Jonathan Monckton is Director of the charity RPLC, which distributes crisis, winter fuel and education grants to people in need as well as supporting local charities and community organisations
I am wide awake by 5.30 every morning. The bus trip from Putney Heath to work in Richmond is regularly shared with a teacher, nursery nurse, cleaners and hotel staff. Avoiding the rush hour traffic, I am at my desk shortly after 6.30 on most days, which gives me some quiet time to clear my ‘in’ tray and manage emails.
RPLC was established in 1786, during the reign of George III. As well as helping people in need, the charity also has property assets including charitable housing, with the tenants benefiting from subsidised rents. Ultimately RPLC is about doing all it can to help people gain self-confidence, become involved in society and, where appropriate, move into employment.While the local area is generally perceived to be affluent, there are areas of real need that can so easily be ignored. Some of these include loneliness among older people, homelessness, transgenerational dependency on benefits and high levels of alcohol and drug abuse among young teenagers. Through its various activities, RPLC tries to do what it can to meet these needs and improve the capacity of local organisations working in the field.
The bulk of my day is spent on managing the property and financial aspects of the charity while retaining oversight of grant and education activities. I believe that the voluntary sector can benefit from working more closely together. I keep in touch with other funders such as the Barnes Workhouse Fund, Hampton Fuel Allotment Charity and Richmond Charities.
At lunchtime, a brief visit to Richmond Deli often leads to a sharing of local gossip, alternatively a brisk walk along the river can clear the air.
It is particularly good to know that some relatively straightforward activities can help transform peoples’ lives for the better.

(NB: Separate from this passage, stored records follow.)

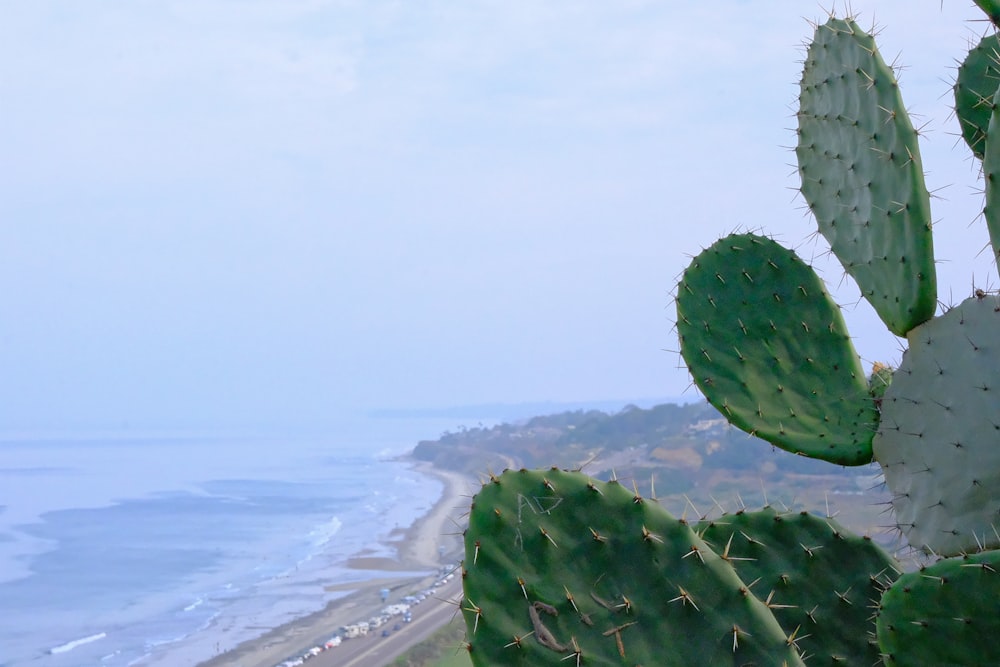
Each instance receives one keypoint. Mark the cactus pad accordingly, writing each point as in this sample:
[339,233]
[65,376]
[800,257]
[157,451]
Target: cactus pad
[769,349]
[945,614]
[562,570]
[937,441]
[861,174]
[991,172]
[819,580]
[977,82]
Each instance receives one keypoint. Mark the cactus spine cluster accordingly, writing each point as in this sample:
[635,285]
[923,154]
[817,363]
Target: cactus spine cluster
[561,569]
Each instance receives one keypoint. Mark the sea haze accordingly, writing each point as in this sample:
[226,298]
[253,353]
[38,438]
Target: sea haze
[142,550]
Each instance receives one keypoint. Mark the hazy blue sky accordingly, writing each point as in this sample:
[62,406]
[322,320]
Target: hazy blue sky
[233,212]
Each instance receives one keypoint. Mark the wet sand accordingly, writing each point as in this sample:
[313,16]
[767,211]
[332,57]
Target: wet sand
[416,550]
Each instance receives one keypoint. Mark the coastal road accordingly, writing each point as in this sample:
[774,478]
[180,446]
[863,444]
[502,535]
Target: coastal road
[375,650]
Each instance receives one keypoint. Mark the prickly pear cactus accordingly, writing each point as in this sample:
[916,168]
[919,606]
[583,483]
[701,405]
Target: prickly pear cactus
[563,570]
[937,441]
[945,614]
[820,581]
[976,84]
[934,427]
[769,349]
[862,176]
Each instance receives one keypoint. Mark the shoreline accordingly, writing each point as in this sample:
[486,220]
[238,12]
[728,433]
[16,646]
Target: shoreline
[416,549]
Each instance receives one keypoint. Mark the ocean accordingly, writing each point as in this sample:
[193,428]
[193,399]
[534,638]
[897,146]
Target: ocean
[130,550]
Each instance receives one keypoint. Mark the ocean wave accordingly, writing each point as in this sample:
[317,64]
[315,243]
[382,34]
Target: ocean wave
[69,646]
[321,535]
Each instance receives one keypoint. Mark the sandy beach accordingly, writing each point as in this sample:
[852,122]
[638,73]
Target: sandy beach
[416,548]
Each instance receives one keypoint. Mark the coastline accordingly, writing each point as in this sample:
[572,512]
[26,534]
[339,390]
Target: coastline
[416,549]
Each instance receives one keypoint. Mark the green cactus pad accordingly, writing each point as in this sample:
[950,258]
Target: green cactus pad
[938,438]
[991,172]
[818,579]
[992,9]
[944,615]
[769,349]
[862,177]
[562,570]
[977,82]
[879,381]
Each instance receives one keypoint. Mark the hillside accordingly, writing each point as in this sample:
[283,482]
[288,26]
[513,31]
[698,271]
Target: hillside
[686,455]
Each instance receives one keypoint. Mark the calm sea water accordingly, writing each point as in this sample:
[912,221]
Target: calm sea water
[138,551]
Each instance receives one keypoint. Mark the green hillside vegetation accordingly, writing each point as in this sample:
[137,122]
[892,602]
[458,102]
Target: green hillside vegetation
[688,455]
[693,459]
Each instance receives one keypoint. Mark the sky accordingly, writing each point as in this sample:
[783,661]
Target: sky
[222,214]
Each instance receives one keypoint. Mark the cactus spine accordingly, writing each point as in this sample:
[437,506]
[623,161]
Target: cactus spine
[562,568]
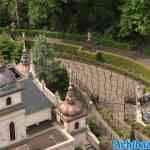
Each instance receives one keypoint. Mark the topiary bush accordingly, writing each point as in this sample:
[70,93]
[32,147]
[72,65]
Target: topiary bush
[11,49]
[146,130]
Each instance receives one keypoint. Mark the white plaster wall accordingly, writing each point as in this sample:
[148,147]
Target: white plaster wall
[37,117]
[70,127]
[19,120]
[65,146]
[15,98]
[80,139]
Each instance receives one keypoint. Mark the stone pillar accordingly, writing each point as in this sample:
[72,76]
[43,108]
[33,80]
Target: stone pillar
[139,95]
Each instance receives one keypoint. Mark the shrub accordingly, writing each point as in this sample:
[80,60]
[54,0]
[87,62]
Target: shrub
[116,62]
[146,130]
[11,49]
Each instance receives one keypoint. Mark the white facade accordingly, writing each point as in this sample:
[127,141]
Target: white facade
[70,126]
[15,99]
[37,117]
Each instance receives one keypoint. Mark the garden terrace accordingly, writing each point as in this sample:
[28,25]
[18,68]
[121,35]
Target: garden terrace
[115,62]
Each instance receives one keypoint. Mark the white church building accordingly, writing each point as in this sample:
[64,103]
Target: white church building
[29,120]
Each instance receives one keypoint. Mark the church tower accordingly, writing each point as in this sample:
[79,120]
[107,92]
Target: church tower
[12,112]
[71,115]
[24,66]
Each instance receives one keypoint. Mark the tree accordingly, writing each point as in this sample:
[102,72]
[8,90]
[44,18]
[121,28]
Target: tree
[39,11]
[11,49]
[54,75]
[42,56]
[135,18]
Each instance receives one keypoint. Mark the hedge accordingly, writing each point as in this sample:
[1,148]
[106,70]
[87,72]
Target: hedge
[74,38]
[116,62]
[112,61]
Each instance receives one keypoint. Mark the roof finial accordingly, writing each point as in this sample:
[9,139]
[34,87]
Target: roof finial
[24,45]
[70,77]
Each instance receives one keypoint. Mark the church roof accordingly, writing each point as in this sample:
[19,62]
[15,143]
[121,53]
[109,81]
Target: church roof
[71,108]
[33,98]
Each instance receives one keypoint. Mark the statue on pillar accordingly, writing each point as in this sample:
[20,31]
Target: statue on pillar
[88,43]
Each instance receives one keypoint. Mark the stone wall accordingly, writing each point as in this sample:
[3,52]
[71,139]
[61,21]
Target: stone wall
[110,88]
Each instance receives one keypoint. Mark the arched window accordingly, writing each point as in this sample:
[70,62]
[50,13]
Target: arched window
[76,126]
[8,101]
[12,131]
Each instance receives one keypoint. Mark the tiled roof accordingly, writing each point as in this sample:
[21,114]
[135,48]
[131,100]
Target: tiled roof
[33,98]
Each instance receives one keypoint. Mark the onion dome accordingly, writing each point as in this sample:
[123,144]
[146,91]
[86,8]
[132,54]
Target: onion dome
[70,107]
[24,66]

We often hear of people suddenly affected by bad luck – a traffic accident or illness for example – who then end up in serious financial difficulty. It is good to be in a position to offer them financial assistance to see them through.
Occasionally it can be remarkable how things turn out. I once had a visit from a homeless man, who was living in a tent near the river. Two weeks later a property became available that was ideal for him. The best thing was to see his beaming smile when he visited me a few days later in denims, covered in splatters of paint – so happy to have a place to call his own.
At the end of the day, a four mile walk home across Richmond Park is perfect – if the weather isn’t too bad!